Mykola Kondratiuk

Posted on May 29

I Added a Human Veto to My PM Agent — Here's What Broke First

#ai #vibecoding #agents #discuss

The rubber-stamping trap in manual reviews

Running automation agents for a while now. Most work fine hands-off. But one of them - my project status agent - kept making decisions that felt right in isolation but wrong in context.

So I added a human approval step. Not a "review and confirm" UI widget. An actual veto gate in the workflow itself: the agent drafts the action, pauses, and waits for my explicit go-ahead before doing anything irreversible.

Here's what I didn't expect: the first thing to break wasn't the agent logic. It was my own habits.

The Problem I Was Trying to Solve

My status reporting agent does three things: pulls data from Jira, formats a weekly PM summary, and posts it to the team Slack channel. Straightforward automation.
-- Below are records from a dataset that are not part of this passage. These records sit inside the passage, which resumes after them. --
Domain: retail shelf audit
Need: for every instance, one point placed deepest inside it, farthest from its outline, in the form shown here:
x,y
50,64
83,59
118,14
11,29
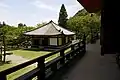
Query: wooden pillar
x,y
110,42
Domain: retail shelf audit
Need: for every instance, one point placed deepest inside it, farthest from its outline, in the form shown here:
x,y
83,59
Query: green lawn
x,y
27,54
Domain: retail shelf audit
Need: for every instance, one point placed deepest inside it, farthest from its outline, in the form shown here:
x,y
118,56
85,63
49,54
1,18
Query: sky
x,y
32,12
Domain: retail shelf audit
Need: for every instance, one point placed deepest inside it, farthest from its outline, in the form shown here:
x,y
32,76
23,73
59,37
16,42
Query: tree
x,y
20,25
62,17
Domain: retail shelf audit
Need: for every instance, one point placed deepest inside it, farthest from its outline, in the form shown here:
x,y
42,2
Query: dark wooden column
x,y
110,32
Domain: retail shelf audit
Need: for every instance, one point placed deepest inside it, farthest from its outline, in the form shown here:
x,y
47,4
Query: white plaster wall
x,y
53,41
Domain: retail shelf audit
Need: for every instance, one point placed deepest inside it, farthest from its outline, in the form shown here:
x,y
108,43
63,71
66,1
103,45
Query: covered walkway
x,y
92,67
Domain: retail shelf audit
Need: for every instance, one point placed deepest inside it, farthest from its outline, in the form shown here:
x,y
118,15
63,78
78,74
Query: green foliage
x,y
62,16
83,22
41,24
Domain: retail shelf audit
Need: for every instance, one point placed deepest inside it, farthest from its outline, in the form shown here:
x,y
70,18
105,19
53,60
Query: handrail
x,y
41,61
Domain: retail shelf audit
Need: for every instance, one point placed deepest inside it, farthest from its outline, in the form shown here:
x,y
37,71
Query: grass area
x,y
20,72
5,66
29,54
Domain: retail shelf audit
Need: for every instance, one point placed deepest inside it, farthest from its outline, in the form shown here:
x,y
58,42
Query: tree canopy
x,y
83,23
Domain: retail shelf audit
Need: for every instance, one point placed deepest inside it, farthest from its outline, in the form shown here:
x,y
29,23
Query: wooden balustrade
x,y
40,72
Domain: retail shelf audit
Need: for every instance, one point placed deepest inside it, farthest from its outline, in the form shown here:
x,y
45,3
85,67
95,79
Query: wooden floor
x,y
92,67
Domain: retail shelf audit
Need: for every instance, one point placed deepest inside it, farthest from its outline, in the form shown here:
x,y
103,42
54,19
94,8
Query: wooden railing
x,y
59,62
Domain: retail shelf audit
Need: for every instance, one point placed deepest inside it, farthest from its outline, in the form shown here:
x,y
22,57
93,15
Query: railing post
x,y
84,43
3,77
62,62
72,48
41,65
79,48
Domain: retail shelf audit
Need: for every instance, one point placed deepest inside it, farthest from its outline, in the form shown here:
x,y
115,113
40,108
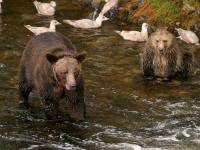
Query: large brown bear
x,y
163,57
51,66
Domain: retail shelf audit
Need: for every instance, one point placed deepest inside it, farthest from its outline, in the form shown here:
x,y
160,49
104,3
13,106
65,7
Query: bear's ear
x,y
80,57
56,54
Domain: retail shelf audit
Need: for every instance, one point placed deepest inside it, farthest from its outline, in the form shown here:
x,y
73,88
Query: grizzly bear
x,y
162,57
51,67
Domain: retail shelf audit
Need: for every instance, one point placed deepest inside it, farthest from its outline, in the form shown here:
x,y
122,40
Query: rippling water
x,y
123,110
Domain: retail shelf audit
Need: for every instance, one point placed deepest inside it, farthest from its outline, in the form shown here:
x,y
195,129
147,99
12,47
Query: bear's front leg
x,y
147,64
169,71
51,108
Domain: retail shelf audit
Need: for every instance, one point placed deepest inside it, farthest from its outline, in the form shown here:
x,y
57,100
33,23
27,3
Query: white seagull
x,y
135,35
87,23
39,30
46,9
110,4
188,36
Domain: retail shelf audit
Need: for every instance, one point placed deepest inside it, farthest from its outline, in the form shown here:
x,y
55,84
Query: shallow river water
x,y
124,112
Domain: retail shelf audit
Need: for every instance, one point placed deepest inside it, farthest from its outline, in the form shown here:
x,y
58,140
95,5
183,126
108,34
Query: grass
x,y
167,10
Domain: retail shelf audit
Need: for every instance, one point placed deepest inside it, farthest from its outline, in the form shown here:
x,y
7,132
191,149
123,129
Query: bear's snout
x,y
71,82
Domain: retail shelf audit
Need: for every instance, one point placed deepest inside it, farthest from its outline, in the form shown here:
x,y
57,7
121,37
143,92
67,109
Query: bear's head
x,y
161,40
66,67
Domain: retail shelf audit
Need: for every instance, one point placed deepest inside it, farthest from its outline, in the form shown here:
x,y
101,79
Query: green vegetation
x,y
166,10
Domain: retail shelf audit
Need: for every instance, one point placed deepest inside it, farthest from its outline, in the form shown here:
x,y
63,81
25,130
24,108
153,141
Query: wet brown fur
x,y
172,62
37,73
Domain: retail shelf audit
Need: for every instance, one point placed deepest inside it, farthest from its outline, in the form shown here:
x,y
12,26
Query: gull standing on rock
x,y
188,36
87,23
46,9
110,4
39,30
135,35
Except twice in three months it posted something embarrassing. Once it included a stale blocker that had been resolved 48 hours prior. Once it flagged a team member's ticket as overdue when they'd actually shipped early and the tracker hadn't caught up.
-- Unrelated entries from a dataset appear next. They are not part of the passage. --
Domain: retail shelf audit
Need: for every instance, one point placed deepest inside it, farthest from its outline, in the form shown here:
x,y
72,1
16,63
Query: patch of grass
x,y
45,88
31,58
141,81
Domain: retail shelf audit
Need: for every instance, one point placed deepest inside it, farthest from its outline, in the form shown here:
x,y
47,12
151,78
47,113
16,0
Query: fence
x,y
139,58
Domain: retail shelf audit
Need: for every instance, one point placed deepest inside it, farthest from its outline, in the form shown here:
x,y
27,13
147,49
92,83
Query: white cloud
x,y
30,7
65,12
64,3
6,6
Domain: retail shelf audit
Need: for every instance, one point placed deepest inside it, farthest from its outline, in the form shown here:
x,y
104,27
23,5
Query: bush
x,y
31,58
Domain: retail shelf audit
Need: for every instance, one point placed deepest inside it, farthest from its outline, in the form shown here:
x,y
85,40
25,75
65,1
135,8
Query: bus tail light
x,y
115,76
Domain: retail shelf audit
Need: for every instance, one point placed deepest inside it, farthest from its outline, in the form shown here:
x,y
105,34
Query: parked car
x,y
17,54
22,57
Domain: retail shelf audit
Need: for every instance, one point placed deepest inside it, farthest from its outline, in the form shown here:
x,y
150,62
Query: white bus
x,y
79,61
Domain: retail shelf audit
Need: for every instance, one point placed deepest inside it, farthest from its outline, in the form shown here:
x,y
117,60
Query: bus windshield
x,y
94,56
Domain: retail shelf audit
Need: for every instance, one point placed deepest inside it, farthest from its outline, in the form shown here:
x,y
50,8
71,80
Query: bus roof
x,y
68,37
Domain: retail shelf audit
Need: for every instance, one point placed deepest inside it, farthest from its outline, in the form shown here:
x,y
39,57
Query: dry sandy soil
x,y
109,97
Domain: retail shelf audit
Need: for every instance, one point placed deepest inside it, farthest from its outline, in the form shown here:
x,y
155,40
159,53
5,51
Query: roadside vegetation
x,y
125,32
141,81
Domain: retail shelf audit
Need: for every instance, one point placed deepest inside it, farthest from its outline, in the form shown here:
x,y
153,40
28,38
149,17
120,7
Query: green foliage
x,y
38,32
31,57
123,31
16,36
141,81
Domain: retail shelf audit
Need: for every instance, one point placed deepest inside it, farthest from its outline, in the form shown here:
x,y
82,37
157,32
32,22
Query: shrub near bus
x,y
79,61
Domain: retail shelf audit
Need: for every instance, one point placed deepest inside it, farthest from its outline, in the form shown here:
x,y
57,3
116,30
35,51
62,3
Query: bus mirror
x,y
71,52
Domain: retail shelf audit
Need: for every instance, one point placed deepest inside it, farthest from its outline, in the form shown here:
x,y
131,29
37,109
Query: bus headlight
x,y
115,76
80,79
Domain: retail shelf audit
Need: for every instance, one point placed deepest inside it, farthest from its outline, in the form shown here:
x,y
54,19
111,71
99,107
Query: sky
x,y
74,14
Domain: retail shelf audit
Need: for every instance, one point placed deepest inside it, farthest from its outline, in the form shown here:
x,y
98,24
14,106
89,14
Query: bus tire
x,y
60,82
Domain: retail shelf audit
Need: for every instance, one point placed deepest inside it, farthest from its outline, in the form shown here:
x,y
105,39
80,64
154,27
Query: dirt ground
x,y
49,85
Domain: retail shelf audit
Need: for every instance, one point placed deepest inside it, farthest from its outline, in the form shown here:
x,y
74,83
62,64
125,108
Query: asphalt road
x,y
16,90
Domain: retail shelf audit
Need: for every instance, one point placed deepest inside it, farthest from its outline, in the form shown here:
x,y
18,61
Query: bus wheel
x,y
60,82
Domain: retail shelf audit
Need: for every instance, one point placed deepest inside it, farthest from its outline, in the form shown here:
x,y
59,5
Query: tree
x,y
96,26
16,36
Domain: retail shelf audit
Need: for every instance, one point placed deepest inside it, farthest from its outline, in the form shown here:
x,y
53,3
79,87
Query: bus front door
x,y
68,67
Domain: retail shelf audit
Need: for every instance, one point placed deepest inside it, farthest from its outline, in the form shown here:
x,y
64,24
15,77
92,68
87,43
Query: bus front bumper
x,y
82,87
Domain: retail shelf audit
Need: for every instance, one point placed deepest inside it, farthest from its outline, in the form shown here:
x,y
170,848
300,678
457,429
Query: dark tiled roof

Neither was catastrophic. Both were awkward.

The traditional fix would be "add better logic to catch these cases." I tried that. Added freshness checks, added resolved-status validation. Still leaked edge cases.
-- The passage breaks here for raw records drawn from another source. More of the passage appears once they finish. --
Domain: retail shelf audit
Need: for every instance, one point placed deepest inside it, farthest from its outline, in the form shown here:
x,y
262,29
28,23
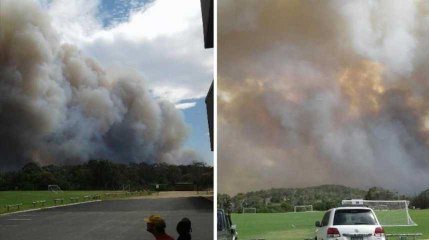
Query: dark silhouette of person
x,y
156,225
184,229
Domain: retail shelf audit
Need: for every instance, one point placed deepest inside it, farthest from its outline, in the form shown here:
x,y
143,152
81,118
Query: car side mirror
x,y
317,224
233,228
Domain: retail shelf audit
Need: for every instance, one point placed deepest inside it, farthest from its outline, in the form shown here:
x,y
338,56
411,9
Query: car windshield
x,y
354,217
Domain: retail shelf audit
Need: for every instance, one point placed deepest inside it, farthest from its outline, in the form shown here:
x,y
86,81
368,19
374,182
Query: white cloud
x,y
163,41
185,105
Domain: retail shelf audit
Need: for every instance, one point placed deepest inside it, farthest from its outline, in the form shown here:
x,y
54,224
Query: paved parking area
x,y
109,220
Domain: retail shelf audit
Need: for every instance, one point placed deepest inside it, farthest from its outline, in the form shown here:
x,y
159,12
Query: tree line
x,y
106,175
320,197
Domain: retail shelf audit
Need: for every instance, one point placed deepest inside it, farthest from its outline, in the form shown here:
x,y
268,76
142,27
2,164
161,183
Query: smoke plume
x,y
316,92
58,106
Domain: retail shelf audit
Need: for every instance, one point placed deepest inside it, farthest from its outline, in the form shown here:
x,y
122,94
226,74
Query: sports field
x,y
291,226
11,201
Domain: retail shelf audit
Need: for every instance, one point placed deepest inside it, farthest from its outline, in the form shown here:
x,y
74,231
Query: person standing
x,y
156,225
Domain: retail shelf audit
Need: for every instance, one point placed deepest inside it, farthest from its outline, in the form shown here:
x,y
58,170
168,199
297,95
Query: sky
x,y
323,92
99,59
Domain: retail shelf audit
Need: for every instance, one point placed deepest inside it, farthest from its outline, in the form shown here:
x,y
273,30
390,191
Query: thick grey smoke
x,y
58,106
315,92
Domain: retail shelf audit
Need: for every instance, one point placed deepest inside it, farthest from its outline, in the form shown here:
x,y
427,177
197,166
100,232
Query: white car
x,y
349,223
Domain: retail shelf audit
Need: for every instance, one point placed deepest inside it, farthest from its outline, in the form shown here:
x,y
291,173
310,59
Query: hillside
x,y
284,199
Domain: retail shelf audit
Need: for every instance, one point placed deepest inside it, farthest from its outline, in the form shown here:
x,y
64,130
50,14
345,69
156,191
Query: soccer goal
x,y
54,188
249,210
303,208
389,212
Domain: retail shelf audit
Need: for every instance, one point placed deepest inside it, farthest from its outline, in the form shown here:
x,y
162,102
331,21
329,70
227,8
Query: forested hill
x,y
284,199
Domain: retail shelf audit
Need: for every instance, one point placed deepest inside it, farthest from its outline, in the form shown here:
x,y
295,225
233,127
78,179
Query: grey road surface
x,y
109,220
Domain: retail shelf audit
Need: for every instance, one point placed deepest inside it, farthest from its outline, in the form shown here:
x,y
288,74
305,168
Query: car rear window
x,y
354,217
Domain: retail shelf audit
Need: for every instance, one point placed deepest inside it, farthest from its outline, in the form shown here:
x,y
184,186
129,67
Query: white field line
x,y
37,209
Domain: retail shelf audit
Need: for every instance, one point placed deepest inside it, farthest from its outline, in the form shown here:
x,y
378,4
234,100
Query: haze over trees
x,y
321,197
106,175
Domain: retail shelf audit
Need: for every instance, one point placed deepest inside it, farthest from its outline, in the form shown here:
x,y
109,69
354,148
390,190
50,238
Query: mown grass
x,y
26,198
294,226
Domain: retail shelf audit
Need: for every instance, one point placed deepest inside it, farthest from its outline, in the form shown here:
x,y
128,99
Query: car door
x,y
223,228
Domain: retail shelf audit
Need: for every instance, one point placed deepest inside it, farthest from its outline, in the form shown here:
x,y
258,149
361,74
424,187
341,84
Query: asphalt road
x,y
109,220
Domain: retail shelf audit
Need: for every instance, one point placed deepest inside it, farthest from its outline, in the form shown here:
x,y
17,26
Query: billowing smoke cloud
x,y
315,92
58,106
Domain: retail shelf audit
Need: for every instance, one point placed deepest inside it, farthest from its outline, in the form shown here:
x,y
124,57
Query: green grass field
x,y
292,226
26,198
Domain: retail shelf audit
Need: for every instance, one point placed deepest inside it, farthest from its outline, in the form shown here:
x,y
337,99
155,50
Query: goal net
x,y
54,188
389,212
303,208
249,210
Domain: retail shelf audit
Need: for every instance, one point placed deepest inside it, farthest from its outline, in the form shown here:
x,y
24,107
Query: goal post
x,y
389,212
249,210
303,208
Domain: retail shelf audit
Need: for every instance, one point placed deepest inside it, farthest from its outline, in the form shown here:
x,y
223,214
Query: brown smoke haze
x,y
319,92
58,106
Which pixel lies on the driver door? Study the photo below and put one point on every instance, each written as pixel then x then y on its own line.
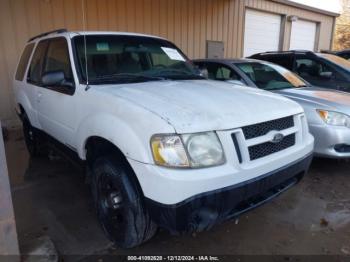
pixel 57 109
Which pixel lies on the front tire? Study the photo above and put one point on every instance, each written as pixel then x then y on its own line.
pixel 119 203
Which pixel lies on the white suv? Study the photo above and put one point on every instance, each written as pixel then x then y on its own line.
pixel 162 145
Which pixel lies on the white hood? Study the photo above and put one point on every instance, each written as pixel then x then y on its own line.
pixel 204 105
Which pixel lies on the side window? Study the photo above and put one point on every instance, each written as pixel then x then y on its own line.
pixel 57 58
pixel 282 60
pixel 36 65
pixel 308 67
pixel 23 62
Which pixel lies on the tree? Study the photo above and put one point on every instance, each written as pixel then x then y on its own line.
pixel 342 28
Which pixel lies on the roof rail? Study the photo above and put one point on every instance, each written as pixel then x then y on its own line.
pixel 57 31
pixel 284 52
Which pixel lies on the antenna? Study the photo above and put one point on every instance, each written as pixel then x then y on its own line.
pixel 85 52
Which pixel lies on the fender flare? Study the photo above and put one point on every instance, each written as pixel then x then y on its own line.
pixel 117 131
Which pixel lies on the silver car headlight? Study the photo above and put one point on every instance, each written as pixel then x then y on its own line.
pixel 188 150
pixel 334 118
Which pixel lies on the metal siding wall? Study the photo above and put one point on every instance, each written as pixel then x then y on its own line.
pixel 188 23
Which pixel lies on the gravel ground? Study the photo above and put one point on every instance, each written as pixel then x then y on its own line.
pixel 52 200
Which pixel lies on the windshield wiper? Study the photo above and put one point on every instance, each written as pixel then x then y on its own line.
pixel 170 72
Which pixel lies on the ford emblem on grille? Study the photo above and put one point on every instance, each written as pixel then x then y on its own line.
pixel 277 138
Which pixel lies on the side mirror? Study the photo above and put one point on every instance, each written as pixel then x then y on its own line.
pixel 326 75
pixel 203 72
pixel 57 81
pixel 55 78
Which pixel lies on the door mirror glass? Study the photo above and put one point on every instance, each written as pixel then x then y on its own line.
pixel 203 72
pixel 326 75
pixel 53 78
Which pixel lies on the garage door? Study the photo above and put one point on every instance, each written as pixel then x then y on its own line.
pixel 261 32
pixel 303 35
So I took a different approach: make human review a structural part of the workflow, not a safety net I bolt on when things go wrong.

What I Actually Built

The architecture is boring. Agent generates the Slack message draft, posts to a private review channel, waits for a thumbs-up emoji reaction, only then posts to the team channel.

If no reaction within 2 hours, it pings me directly and kills the task. No silent failures.

The human approval isn't optional and it isn't a fallback. It's a required step in the sequence. The workflow can't progress without it.

I got the idea from reading about Microsoft Conductor, which open-sources a similar pattern for multi-agent orchestration. Human approval as a default workflow step, not a retrofit. Their framing stuck with me: designed-in, not bolted-on.

What Actually Broke

I expected the agent to break. It didn't.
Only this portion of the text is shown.